Anyway, we finally pulled ourselves away from the toilet to go take photos of the lunar-like landscape, and then headed to the dining room for a delicious three-course, chef-prepared meal that included the choice of flat iron steak, Alaska sockeye salmon or Alaskan king crab as entrée options—no complaints here! Housed in a large yurt with floor-to-ceiling windows, the dining room was just as impressive as our dome/igloo/egg. There was also a lounge area with a fireplace and comfy sofas where guests could hang out and play games, read and use toilets that flushed without the benefit of Jiffy Pop linings.

A group of snow covered cabins on top of a hill.
Dining in the Yurt

Starry, Starry Night

That evening, we stretched out in our warm beds and looked up at the sky above us. The stars did not disappoint. The Big Dipper was center stage from our beds, and we watched numerous shooting stars in a sky that seemed to go on forever. We anxiously awaited the aurora borealis—and at one point, it started to rise.

Terri:  This view might even surpass the toilet.

Vanessa:  Unless you take into account that we may be eaten by a massive hawk because we’re sitting in an egg.

Terri: Hopefully, hawks don’t hunt at night.

Vanessa:  Or an alien might beam us up. We are sleeping in a pod.

Terri:  Please tell me that you’ll be asleep soon.

A view of the sky from underneath a plane.
Skyview from our Beds–waiting for nightfall!

The Elusive Aurora

The Northern Lights show up when they’re good and ready, so it’s common to ask for a wake-up call when they begin to show. We had just drifted off to sleep when my cellphone rang…you know the one that would do me absolutely no good when taking photos. #bitterpartyofone

Rachel: Hi, Terri! The aurora is starting!
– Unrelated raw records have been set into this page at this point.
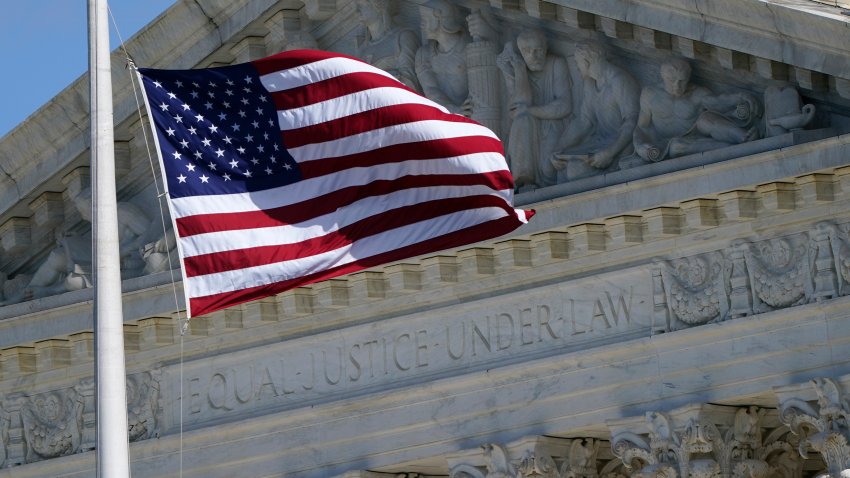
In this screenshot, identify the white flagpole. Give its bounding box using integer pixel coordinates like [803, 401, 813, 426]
[88, 0, 130, 478]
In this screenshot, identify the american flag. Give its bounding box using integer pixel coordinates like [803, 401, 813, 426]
[139, 50, 534, 316]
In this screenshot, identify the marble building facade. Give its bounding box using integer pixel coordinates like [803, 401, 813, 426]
[0, 0, 850, 478]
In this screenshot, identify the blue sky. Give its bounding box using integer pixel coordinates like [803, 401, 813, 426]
[0, 0, 174, 137]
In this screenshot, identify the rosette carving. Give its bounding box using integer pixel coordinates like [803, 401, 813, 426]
[746, 235, 809, 312]
[656, 253, 728, 326]
[21, 389, 83, 463]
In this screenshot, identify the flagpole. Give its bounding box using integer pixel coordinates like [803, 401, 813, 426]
[88, 0, 130, 478]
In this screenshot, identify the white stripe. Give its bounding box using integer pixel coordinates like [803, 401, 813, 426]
[187, 208, 506, 297]
[180, 185, 511, 257]
[171, 153, 508, 218]
[260, 58, 398, 92]
[277, 86, 449, 132]
[287, 120, 500, 164]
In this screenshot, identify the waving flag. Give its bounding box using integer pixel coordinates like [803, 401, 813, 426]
[139, 50, 534, 316]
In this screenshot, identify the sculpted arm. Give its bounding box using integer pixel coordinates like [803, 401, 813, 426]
[528, 57, 573, 120]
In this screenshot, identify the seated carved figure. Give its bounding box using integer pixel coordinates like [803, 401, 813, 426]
[634, 59, 760, 162]
[354, 0, 419, 90]
[0, 189, 176, 305]
[415, 0, 472, 116]
[550, 43, 640, 181]
[496, 30, 572, 190]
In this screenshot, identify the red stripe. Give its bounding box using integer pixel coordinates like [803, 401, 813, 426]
[299, 136, 505, 179]
[281, 103, 486, 148]
[176, 171, 513, 237]
[183, 195, 513, 277]
[251, 50, 363, 76]
[270, 71, 419, 110]
[189, 211, 534, 317]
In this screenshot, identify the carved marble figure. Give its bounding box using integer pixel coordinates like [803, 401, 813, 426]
[497, 30, 572, 190]
[764, 85, 815, 137]
[354, 0, 420, 90]
[415, 0, 472, 116]
[634, 58, 761, 162]
[550, 43, 640, 182]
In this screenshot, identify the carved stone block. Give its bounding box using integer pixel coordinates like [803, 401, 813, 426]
[673, 36, 711, 60]
[230, 37, 264, 63]
[681, 199, 720, 230]
[796, 173, 835, 205]
[567, 224, 605, 256]
[384, 263, 422, 293]
[422, 256, 458, 287]
[714, 47, 751, 70]
[557, 5, 596, 30]
[29, 191, 65, 231]
[718, 191, 759, 221]
[495, 239, 532, 269]
[348, 271, 388, 303]
[632, 25, 673, 50]
[599, 17, 634, 40]
[754, 57, 788, 81]
[794, 67, 829, 91]
[605, 216, 643, 249]
[756, 182, 797, 212]
[0, 217, 32, 255]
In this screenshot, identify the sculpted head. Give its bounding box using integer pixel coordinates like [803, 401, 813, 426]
[575, 42, 606, 78]
[661, 58, 691, 96]
[516, 30, 548, 71]
[419, 0, 463, 40]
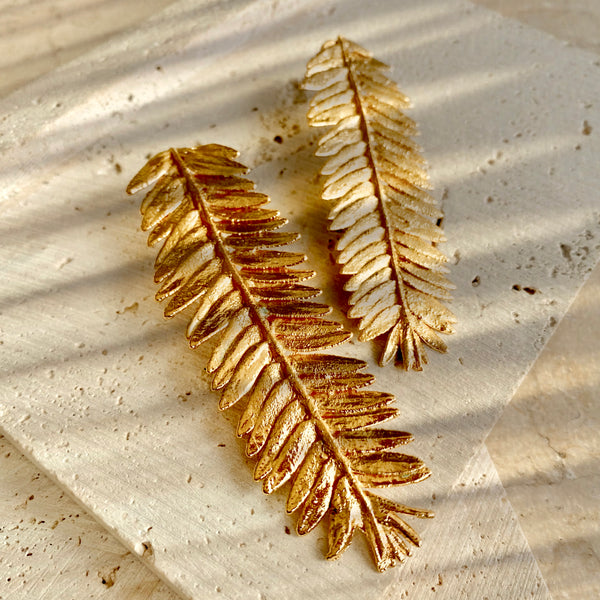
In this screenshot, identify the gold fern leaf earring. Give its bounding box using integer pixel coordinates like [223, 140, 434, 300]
[303, 37, 456, 370]
[127, 144, 433, 571]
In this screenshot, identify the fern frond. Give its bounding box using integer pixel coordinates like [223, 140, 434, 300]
[303, 38, 456, 370]
[127, 145, 432, 571]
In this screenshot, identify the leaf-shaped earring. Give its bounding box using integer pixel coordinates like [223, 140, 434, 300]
[127, 144, 433, 571]
[303, 38, 456, 370]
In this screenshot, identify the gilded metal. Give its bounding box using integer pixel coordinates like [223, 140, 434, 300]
[303, 38, 456, 370]
[127, 144, 433, 571]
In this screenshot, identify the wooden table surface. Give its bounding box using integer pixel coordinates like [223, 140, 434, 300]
[0, 0, 600, 600]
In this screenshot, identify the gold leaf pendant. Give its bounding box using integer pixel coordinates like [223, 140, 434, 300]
[127, 144, 433, 571]
[303, 38, 456, 370]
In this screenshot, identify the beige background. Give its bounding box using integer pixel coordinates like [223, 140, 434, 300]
[0, 0, 600, 600]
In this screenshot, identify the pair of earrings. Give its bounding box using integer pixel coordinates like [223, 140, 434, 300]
[127, 38, 454, 571]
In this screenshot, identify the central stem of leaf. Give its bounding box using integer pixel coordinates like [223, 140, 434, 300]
[338, 38, 409, 366]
Terri:  Excellent, thank you.

I hang up the phone and have no idea who that was or where I am. I mean, it’s not your typical hotel room since you open your eyes to look straight up into the sky.

Vanessa:  You look confused.

Terri:  Because I’m in an egg in Alaska. Waking up at 2 a.m. to see the sky change color. Because that makes perfect sense, right?

Vanessa:  Some people are just not morning people.

We watched, waited and eventually began to see a little bit of light rising above the horizon. Vanessa ran outside numerous times to try to get photos, only once making the mistake of going out in her long underwear without remembering to put on pants.

Alas, a brilliant aurora wasn’t in the stars for us that night. (See what I did there? ) However, we did spend a night sleeping under the stars, in a dome/igloo/egg-pod, possibly on the moon with a dry flush toilet that still had cartridges available for use. It really doesn’t get any better than that.

A group of snow covered cabins on top of a hill.
Off-grid & Loving It! Or as our friend, Sue said: “You’ve Hatched!”

If You Go:

Reserve early because the Borealis Basecamp has approximately 95 percent occupancy during aurora season from August 21st through April 21st.  In addition to viewing the night sky, other activities are available that include sled dog rides, snow machining and walking tours.